CALIFORNIA GOVERNMENT ASSISTANCE

You might wonder, if an insurance company doesn’t have the money to pay claims, then what happens? If you are with an admitted carrier, CIGA (California Insurance Guarantee Association) will pay out up to $500,000 per claim that insurance companies approved but could not fund.

The last financial examination report in 2020 showed a funding surplus. This agency averages pay outs of $280 million a year in claims covering property, auto, and workers compensation. That being said, $500,000 would likely be inadequate for a total loss due to the rising costs of building materials caused by supply chain constraints and high demand for construction labor.

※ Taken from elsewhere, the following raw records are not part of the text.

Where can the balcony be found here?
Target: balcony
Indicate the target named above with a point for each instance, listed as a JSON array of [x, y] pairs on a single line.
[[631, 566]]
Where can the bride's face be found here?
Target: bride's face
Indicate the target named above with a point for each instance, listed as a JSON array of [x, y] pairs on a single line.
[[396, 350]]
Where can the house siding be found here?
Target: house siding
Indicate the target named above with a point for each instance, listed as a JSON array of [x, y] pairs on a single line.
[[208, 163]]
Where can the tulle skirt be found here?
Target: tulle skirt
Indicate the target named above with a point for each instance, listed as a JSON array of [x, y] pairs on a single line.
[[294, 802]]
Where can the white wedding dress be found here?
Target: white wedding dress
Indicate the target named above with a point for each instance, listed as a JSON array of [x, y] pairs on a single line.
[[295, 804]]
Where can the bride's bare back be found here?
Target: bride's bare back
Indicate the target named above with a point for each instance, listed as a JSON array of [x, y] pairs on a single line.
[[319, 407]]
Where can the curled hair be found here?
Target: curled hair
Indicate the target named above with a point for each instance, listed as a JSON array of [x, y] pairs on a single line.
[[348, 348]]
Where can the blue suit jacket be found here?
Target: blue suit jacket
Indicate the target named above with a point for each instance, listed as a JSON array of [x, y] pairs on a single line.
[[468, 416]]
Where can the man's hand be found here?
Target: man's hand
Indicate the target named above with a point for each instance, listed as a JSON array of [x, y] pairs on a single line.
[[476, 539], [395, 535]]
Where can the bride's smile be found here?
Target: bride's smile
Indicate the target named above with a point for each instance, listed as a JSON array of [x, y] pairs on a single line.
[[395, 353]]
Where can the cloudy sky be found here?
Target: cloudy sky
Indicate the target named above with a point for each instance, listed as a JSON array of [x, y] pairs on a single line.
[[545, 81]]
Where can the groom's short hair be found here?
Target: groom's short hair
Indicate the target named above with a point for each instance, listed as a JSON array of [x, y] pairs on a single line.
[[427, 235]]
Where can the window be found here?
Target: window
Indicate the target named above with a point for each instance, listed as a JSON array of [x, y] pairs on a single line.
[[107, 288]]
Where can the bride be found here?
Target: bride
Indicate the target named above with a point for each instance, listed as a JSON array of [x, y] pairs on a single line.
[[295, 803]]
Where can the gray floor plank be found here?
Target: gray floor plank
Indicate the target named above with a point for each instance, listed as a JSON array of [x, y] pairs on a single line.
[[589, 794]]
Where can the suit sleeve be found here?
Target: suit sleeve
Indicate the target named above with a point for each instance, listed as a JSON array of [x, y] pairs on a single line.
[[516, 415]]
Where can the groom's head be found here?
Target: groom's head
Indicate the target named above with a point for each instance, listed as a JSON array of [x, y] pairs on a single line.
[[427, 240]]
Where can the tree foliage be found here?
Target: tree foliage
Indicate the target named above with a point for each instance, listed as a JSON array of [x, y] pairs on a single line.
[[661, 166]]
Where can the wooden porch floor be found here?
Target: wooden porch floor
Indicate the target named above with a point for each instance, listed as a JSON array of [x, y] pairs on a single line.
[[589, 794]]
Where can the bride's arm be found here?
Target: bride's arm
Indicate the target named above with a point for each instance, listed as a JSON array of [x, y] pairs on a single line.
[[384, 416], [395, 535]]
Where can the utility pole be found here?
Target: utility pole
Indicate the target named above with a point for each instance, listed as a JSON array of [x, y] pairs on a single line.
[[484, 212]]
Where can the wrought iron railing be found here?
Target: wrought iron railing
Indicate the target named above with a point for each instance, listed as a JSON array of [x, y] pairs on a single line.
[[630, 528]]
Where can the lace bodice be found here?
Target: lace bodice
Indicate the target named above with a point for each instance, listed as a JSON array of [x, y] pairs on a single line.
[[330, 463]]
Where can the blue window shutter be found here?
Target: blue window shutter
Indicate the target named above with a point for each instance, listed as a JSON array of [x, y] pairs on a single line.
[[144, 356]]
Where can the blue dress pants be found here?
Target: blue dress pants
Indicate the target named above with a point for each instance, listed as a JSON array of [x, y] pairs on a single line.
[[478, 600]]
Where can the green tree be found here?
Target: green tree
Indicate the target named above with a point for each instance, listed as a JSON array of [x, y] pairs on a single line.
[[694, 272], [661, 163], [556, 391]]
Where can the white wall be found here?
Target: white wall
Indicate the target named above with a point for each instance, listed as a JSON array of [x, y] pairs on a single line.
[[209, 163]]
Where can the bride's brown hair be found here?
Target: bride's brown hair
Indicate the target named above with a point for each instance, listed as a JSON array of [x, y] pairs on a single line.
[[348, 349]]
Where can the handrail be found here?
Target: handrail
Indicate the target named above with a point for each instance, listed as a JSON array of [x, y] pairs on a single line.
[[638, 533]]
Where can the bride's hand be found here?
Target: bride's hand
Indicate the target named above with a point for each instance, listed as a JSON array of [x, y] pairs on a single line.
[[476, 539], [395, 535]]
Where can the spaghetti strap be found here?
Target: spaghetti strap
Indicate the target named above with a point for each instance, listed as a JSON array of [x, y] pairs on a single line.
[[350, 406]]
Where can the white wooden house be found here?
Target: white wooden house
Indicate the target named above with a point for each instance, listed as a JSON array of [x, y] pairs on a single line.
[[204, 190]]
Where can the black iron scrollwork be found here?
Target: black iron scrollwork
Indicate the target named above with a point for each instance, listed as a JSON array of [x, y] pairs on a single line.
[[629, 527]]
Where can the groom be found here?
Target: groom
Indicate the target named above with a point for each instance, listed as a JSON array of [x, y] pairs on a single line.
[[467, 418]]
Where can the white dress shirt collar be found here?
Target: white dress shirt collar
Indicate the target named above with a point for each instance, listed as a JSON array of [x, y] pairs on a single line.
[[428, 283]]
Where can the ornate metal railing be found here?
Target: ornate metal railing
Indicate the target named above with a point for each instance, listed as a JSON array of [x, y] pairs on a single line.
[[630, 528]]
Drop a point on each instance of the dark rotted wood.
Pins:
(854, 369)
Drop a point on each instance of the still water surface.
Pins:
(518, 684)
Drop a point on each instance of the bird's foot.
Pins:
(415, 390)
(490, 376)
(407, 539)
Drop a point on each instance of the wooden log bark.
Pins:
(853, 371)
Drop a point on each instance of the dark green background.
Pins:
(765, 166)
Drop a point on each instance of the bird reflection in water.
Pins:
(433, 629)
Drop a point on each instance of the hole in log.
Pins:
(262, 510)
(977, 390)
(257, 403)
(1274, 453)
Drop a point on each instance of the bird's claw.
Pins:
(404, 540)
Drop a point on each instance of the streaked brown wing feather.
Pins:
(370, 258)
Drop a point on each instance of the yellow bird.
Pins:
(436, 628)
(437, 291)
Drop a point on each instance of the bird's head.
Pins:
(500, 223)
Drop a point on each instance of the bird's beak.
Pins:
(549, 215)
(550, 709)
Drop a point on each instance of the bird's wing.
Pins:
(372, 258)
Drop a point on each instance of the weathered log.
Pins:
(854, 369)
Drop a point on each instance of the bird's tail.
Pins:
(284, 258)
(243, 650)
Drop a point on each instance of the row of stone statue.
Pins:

Unfortunately, CIGA does not pay unfunded claims for non-admitted carriers, so it is prudent to ask your provider for their A.M. best rating, financial size, and whether the particular carrier is reinsured to ensure you are working with a carrier who will not run out of money and leave you with nothing.

Insurance is always an integral part in our industry. When times are good, we are excellent negotiators to keep those premiums low and protect our associations by expanding coverage. When times are tough, we are needed more than ever to keep our boards and owners informed of the situation ahead.

Now is the time to complete your maintenance projects and bring in the insurance experts to talk with your board about the market and the importance of budgeting for these increases.

Jessica L. Melvin, CCAM

Jessica L. Melvin, CCAM, is a Portfolio Community Manager for The Management Trust, Nor-Cal division, serving Yolo, Solano, and Contra Costa counties since 2016.